Students tested for TB in CA and DC schools

High school students in Fountain Valley, CA, underwent mandatory testing after a student was identified with active tuberculosis. Students at a Washington, DC, elementary school also were undergoing testing after a teacher was reported having active disease.

After 133 students and teachers were recently tested at the Fountain Valley High School campus, two students tested positive with active disease, health officials reported. Although uncertain that the two cases were linked to the female student diagnosed with a highly contagious case of TB in January, school officials expanded testing to the entire 2,600 student body.

After a teacher’s aide at a Washington, DC, elementary school tested positive for TB in late March, city health officials advised students and staff who had contact with the woman to be tested for the disease.
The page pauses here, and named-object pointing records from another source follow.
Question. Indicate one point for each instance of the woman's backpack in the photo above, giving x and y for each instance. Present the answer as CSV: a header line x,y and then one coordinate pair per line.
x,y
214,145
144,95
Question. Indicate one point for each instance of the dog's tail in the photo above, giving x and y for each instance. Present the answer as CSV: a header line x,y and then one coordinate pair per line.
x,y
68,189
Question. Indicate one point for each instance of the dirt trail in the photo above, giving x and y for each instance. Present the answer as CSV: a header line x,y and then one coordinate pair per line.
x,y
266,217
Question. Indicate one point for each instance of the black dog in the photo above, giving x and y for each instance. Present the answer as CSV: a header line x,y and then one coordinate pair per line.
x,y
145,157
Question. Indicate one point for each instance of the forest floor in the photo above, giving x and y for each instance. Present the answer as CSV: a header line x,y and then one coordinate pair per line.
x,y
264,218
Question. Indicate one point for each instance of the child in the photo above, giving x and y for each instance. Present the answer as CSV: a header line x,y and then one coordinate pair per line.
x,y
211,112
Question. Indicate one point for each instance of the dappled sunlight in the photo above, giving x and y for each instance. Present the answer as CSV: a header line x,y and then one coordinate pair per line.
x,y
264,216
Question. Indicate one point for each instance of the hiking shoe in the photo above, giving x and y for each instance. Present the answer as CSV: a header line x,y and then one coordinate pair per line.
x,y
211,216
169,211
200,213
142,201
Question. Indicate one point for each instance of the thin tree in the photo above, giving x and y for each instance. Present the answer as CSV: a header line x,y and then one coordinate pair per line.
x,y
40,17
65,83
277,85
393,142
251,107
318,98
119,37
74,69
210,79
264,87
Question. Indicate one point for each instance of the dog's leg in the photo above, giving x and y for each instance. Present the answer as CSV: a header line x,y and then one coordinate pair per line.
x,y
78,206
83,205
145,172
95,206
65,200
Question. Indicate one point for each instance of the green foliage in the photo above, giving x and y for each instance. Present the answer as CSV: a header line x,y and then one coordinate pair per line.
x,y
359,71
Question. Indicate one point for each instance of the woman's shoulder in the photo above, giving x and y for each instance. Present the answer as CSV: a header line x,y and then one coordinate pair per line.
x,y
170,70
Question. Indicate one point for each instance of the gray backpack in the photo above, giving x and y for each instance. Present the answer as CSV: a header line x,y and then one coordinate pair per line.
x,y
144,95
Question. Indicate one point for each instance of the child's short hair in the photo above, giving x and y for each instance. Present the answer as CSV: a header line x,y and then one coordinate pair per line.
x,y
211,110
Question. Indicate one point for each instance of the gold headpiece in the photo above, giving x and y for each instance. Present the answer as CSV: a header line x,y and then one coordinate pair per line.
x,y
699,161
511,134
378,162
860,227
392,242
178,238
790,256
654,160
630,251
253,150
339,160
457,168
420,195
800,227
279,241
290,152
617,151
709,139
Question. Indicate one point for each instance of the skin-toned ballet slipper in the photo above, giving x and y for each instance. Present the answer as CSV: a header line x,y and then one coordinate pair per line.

The aide had worked at the school four months before she sought care. Although saliva tests were positive for TB and the woman had a cavity in her lung, the case has not yet been confirmed by tissue culture.

In response to a 36% increase in TB cases in the district last year, officials from the district, Maryland, and Virginia signed a regional tuberculosis control agreement, the area’s first pact aimed at better control of the disease, which the district Mayor Marion Barry called "a serious concern."

A top priority of the pact is increased tracking of TB cases, which has suffered under recent budget cuts.

In another effort to screen students for TB, officials at Loyola Law School in Los Angeles reported that testing needles may have been used more than once among the 120 students and staff. "Every effort is now being made to verify whether or not this possibility occurred," school officials report.

Although the chance of transmission of an infectious disease in this instance is remote, the Law School felt obligated to disclose the problem to its community and asked students to voluntarily take a blood test to verify any transmission.

Health experts, including Dr. Paul Holtom, an infectious disease specialist at County USC Medical Center, have advised the Law School that the probability of transmission under these circumstances is extremely low.